Territorial Competence of Court
In the summary proceedings, the Court of Appeal had refused the territorial competence of the court to rule over Facebook Inc. and Facebook Ireland. By contrast, the Court in the case on the merits accepted territorial jurisdiction over the three Facebook entities. The Court held that it was necessary for the Privacy Commission to be able to bring an action before the national court in order to have effective supervisory powers. Under Article 32, §3 of the Belgian Law of 8 December 1992 protecting privacy regarding processing of personal data (Wet tot bescherming van de persoonlijke levenssfeer ten opzichte van de verwerking van persoonsgegevens/ Loi relative à la protection de la vie privée à l'égard des traitements de données à caractère personnel - the “DPL”), the President of the Privacy Commission can bring actions for infringement of the DPL before the Court.
Relying on the Google Spain case (C-131/12) (see VBB on Belgian Business Law, Volume 2014, No. 5, p. 6, available at www.vbb.com), the Court added that the activities of the Facebook group were linked with those of Facebook Belgium BVBA. The Court concluded that the processing of personal data took place in the context of the activities of Facebook in Belgium, and as a result, falls within the territorial scope of the DPL. Since the DPL authorises the President of the Privacy Commission to bring an action before the Court, the Court accepted territorial jurisdiction for this case.
Merits: No Informed Consent
In assessing the merits of the case, the Court held that Facebook could only place its cookies (and similar technologies, such as pixels) and access the information collected through the use of these cookies, subject to the prior informed consent of the data subjects. The Court added that Facebook bears the burden of proving that such informed consent has been secured.
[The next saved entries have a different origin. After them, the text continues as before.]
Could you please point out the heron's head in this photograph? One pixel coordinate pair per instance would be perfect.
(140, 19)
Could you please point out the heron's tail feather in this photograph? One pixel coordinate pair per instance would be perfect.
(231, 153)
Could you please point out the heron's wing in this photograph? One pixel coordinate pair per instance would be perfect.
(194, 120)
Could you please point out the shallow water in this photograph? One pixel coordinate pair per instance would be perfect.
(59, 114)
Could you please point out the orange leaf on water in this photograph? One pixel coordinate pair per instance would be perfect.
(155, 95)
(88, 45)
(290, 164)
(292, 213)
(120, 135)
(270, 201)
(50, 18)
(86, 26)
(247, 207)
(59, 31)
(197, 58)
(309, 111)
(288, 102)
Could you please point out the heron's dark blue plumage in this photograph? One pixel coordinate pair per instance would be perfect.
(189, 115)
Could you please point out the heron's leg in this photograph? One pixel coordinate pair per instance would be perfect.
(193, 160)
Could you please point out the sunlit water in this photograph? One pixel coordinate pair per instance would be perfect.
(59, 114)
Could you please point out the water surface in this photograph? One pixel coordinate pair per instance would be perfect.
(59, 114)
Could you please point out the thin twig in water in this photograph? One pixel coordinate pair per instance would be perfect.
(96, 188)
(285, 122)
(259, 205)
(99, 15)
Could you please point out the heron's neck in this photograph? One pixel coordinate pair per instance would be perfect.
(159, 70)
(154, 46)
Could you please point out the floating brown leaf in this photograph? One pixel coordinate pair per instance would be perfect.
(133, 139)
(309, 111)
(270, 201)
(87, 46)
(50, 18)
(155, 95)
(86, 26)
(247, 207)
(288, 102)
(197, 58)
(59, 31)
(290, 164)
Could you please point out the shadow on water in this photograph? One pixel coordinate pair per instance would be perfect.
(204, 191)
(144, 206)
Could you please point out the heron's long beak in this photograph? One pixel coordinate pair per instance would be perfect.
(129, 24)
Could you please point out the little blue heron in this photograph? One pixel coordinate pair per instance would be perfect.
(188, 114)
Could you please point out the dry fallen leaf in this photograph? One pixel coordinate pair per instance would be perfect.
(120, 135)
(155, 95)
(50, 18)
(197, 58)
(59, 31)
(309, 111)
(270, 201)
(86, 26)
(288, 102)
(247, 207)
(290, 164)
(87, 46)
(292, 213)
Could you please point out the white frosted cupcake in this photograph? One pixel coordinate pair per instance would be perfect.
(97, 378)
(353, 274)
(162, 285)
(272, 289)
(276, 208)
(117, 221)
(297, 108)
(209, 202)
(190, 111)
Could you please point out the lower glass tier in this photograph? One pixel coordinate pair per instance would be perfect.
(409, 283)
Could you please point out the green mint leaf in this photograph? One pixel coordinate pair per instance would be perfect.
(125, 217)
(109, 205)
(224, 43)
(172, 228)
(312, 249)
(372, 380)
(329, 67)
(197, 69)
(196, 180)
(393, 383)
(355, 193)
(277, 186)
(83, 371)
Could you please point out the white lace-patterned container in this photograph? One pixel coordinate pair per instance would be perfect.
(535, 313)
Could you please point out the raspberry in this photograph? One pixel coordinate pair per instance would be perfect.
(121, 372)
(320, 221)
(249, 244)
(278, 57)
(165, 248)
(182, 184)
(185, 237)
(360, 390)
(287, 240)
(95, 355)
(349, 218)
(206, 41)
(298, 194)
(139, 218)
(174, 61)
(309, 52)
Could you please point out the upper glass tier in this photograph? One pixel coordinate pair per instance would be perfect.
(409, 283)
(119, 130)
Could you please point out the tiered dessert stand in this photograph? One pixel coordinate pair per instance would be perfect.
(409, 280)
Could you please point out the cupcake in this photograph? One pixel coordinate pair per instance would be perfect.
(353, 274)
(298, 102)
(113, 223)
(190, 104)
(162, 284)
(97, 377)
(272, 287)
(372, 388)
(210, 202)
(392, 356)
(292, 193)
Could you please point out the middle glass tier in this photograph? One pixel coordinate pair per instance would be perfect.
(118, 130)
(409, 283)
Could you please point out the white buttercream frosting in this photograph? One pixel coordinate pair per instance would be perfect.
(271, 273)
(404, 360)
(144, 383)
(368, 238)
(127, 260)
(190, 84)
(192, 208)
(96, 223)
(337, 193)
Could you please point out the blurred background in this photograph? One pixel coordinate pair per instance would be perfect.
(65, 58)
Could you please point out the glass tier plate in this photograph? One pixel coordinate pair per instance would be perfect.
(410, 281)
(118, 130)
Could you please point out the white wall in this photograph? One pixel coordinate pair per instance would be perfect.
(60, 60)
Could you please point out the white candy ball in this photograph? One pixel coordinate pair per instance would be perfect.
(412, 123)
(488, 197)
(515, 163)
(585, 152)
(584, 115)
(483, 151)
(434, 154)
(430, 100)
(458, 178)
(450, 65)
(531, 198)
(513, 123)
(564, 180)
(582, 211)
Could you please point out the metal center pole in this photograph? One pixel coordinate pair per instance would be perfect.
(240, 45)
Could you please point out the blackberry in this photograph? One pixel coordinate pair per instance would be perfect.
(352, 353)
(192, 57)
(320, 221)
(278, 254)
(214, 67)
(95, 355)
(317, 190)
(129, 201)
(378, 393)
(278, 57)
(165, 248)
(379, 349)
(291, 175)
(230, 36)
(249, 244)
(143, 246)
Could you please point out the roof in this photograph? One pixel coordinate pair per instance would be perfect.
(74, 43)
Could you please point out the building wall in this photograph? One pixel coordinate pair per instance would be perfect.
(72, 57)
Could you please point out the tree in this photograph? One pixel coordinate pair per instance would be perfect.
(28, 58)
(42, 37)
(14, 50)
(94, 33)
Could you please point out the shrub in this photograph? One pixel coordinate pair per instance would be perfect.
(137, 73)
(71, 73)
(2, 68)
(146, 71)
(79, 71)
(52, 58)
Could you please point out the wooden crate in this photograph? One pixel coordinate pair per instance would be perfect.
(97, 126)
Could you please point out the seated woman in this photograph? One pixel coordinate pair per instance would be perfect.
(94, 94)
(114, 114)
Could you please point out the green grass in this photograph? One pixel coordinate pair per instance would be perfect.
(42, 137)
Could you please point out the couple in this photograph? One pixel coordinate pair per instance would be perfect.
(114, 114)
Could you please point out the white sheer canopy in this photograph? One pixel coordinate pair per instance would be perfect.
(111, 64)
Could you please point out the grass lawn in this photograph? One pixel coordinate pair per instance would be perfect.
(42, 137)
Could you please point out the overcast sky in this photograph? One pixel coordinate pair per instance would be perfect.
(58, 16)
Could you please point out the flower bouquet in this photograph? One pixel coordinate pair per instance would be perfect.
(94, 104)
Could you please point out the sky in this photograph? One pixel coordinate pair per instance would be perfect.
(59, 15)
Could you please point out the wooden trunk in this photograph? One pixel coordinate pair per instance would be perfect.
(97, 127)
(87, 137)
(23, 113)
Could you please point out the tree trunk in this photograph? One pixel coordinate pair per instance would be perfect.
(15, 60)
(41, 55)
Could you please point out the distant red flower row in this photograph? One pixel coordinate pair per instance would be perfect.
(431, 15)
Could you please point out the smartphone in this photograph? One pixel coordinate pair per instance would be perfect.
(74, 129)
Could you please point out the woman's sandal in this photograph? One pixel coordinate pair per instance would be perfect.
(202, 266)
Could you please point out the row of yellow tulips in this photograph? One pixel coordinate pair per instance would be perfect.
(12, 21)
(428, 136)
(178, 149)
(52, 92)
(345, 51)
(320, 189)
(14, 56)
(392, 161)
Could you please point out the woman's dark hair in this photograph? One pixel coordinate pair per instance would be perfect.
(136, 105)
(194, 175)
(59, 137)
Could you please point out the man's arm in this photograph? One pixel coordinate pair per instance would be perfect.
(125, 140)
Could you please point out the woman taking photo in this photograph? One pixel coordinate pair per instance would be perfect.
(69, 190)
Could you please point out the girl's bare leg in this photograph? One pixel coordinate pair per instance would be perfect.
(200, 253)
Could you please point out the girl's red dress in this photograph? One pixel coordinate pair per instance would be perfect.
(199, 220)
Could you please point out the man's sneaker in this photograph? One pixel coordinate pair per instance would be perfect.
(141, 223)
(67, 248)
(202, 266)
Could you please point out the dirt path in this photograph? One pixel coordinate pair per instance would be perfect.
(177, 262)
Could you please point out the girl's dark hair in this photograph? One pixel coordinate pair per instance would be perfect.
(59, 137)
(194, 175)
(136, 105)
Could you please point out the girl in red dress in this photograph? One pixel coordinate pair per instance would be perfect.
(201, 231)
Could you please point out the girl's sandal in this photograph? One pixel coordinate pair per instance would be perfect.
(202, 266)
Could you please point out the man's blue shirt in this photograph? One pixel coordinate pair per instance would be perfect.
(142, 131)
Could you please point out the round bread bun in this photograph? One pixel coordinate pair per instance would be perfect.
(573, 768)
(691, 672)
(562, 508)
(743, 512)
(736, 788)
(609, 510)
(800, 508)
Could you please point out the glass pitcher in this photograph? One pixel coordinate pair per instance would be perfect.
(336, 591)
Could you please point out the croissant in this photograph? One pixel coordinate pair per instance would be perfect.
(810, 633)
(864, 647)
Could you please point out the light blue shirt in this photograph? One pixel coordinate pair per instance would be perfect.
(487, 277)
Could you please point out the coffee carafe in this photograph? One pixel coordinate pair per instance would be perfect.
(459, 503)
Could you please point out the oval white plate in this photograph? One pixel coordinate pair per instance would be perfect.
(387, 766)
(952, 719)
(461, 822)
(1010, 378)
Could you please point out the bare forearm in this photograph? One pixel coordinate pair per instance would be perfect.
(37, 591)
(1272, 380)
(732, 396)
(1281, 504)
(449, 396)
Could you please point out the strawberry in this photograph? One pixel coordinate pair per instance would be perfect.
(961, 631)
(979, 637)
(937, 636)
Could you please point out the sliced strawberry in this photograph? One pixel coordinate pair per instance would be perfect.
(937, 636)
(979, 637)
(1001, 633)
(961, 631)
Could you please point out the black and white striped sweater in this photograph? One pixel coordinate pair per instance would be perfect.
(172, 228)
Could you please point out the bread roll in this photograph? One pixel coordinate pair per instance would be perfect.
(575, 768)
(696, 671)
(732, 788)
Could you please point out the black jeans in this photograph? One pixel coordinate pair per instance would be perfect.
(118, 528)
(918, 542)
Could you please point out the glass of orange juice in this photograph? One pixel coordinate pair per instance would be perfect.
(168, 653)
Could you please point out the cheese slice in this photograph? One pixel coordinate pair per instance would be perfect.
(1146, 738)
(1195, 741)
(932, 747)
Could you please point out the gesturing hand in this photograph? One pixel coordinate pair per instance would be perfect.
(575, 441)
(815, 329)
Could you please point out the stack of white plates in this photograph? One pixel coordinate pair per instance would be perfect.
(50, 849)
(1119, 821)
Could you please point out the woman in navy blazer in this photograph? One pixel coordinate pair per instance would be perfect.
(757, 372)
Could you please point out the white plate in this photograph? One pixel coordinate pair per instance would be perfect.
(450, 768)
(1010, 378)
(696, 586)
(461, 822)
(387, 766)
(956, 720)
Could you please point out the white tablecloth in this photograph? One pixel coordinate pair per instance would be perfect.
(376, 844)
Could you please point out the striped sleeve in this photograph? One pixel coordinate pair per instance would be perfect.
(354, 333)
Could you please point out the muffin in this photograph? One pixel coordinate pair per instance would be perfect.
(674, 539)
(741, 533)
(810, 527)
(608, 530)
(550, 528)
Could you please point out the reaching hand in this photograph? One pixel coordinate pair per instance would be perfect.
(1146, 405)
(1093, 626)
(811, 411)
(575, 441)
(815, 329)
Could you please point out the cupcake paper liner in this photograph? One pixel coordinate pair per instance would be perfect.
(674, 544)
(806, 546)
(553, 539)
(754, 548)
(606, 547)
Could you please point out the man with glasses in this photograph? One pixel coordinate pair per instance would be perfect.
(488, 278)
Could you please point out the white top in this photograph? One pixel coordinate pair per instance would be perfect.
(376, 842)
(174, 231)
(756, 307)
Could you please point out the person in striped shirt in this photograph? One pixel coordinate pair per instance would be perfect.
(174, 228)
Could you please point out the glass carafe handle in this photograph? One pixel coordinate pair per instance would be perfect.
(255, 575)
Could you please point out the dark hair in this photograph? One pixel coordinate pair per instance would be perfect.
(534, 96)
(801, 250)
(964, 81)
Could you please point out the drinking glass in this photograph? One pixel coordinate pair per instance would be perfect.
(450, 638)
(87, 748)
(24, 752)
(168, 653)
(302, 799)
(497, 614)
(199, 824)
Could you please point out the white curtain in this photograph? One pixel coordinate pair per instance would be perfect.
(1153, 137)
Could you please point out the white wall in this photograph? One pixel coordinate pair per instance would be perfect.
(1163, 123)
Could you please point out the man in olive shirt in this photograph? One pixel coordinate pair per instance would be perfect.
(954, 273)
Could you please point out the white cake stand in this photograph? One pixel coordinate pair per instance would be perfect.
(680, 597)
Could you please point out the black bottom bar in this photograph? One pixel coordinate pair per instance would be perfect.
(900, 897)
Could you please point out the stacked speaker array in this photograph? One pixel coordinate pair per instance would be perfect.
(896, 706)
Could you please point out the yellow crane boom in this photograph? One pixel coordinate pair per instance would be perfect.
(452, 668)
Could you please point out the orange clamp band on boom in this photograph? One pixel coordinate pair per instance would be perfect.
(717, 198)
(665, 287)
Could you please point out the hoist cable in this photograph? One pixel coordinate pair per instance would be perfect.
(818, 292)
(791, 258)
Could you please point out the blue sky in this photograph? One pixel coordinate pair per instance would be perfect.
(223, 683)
In the case at hand, the data subjects are users as well as non-users of the Facebook social network. This is because Facebook also places cookies on devices of visitors of third party websites which use Facebook plugins, such as news websites featuring Facebook “like” buttons.
In its defence, Facebook referred to its use of a cookie banner on its own website. As regards cookies (and similar technologies) placed on third party websites, it explained that it relies on these third parties’ cookie acceptance mechanisms.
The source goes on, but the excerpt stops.